When we think about reproductive rights, we tend to think about the right to abortion. Really, it’s about family planning, and thinking about this takes me to Arkansas. The Arkansas Unmarried Couple Adoption Ban will be one month old on Feb. 1, and it’s prevented couples from adopting children if they’re not married. This is not just affecting same-sex couples, the Ban applies to single people, cohabiting straight couples, anyone without a marriage contract stowed away in their linen drawer.

The ACLU filed a lawsuit against the Ban on Dec. 30, two days before the Ban was enacted, with 29 couples and children from over a dozen families participating in the case. You can read the ACLU’s brief here, and it includes the stories of a handful of the families involved in the suit. They run the gamut, and it really illustrates the diversity of unmarried people who still manage to be upstanding citizens. Go figure.

I don’t know where Focus on the Family, the religious right organization that supported this ban, thinks this is going. If they had it their way, there’d be both a ban on abortion and a ban like Arkansas’ against unmarried people adopting and fostering. What are they envisioning, some kind of mutant hybrid of Oliver Twist and Multiplicity? There are enough children without permanent homes as it is, I truly don’t understand the logic behind reducing the number of available foster homes and adoptive parents.

Eight years ago, I was finishing my last year of high school, watching the television broadcast the results of the presidential election. I distinctly remember the feeling of a wide, dark cloud passing overhead, and a lot of this came from my fear for Roe. I was so sure it would be overturned during the Bush administration that I started reading Wise Woman Herbal and vowed to learn how to give natural abortions. It’s not from lack of trying on Bush’s part, especially with his nominations of Roberts and Alito,В but Roe did survive, we made it through to the other side.

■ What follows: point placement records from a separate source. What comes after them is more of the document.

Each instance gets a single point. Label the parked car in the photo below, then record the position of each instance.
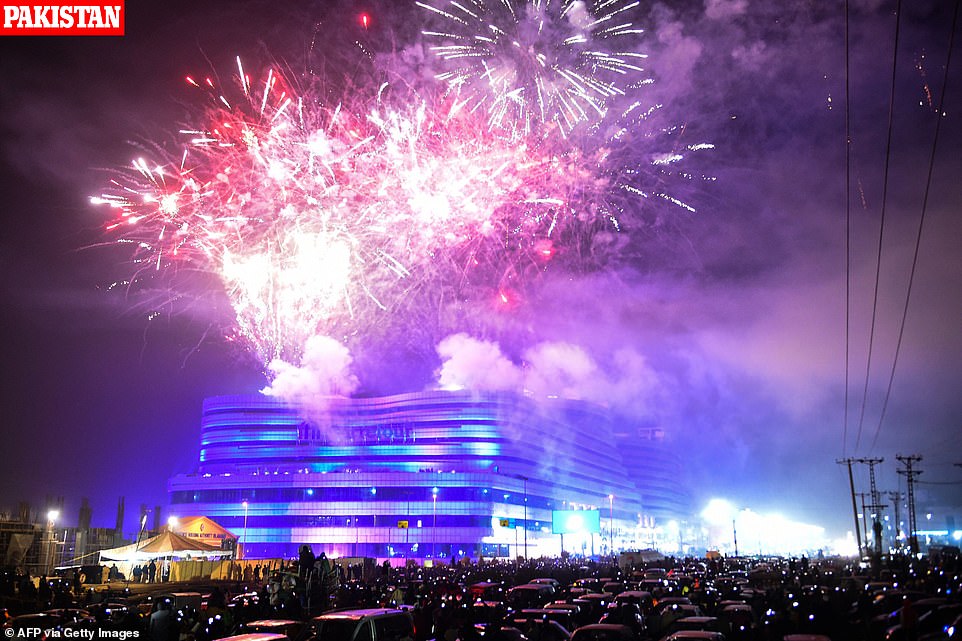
(374, 624)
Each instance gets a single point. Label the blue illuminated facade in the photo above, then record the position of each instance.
(424, 475)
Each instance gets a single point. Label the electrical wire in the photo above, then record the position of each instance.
(881, 233)
(918, 237)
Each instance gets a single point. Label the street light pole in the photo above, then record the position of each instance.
(52, 517)
(611, 524)
(244, 535)
(434, 526)
(524, 487)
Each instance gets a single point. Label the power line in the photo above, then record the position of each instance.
(918, 237)
(848, 251)
(881, 233)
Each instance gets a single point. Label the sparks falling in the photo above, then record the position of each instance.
(328, 218)
(538, 64)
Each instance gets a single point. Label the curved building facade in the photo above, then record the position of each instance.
(425, 475)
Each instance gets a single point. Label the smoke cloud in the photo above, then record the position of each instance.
(325, 371)
(623, 381)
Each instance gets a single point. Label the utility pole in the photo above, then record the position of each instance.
(895, 497)
(877, 506)
(861, 497)
(851, 484)
(910, 474)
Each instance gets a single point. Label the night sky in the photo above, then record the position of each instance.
(726, 327)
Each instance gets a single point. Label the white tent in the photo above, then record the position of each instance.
(164, 545)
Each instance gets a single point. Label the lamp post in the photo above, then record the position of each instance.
(52, 516)
(374, 521)
(524, 487)
(611, 524)
(244, 533)
(434, 526)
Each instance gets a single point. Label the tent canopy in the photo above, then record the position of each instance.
(165, 544)
(202, 528)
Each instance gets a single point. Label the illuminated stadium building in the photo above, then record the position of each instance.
(427, 474)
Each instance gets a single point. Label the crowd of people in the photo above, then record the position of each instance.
(841, 599)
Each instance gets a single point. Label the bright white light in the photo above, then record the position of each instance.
(718, 512)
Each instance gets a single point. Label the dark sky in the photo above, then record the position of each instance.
(737, 312)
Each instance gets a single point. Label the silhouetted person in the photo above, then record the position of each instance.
(162, 625)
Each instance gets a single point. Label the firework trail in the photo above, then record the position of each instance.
(316, 218)
(355, 217)
(537, 65)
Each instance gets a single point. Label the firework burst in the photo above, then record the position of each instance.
(318, 219)
(537, 65)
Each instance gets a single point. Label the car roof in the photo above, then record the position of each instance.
(357, 614)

With the Obama sails at our backs, and a jump-start with the overturning of the Mexico City Policy, things are looking hopeful again. It’s going to be harder to shut down abortion clinics, to allow pharmacists to refuse to dispense medication (read: RU-486, birth control pills) they disagree with morally and to fund abstinence-only sex indoctrination. Abstinence-only is one of the most damaging programs we have in this country, and one that Planned Parenthood has fought consistently and intelligently. The stage is set, all we have to do is get on it.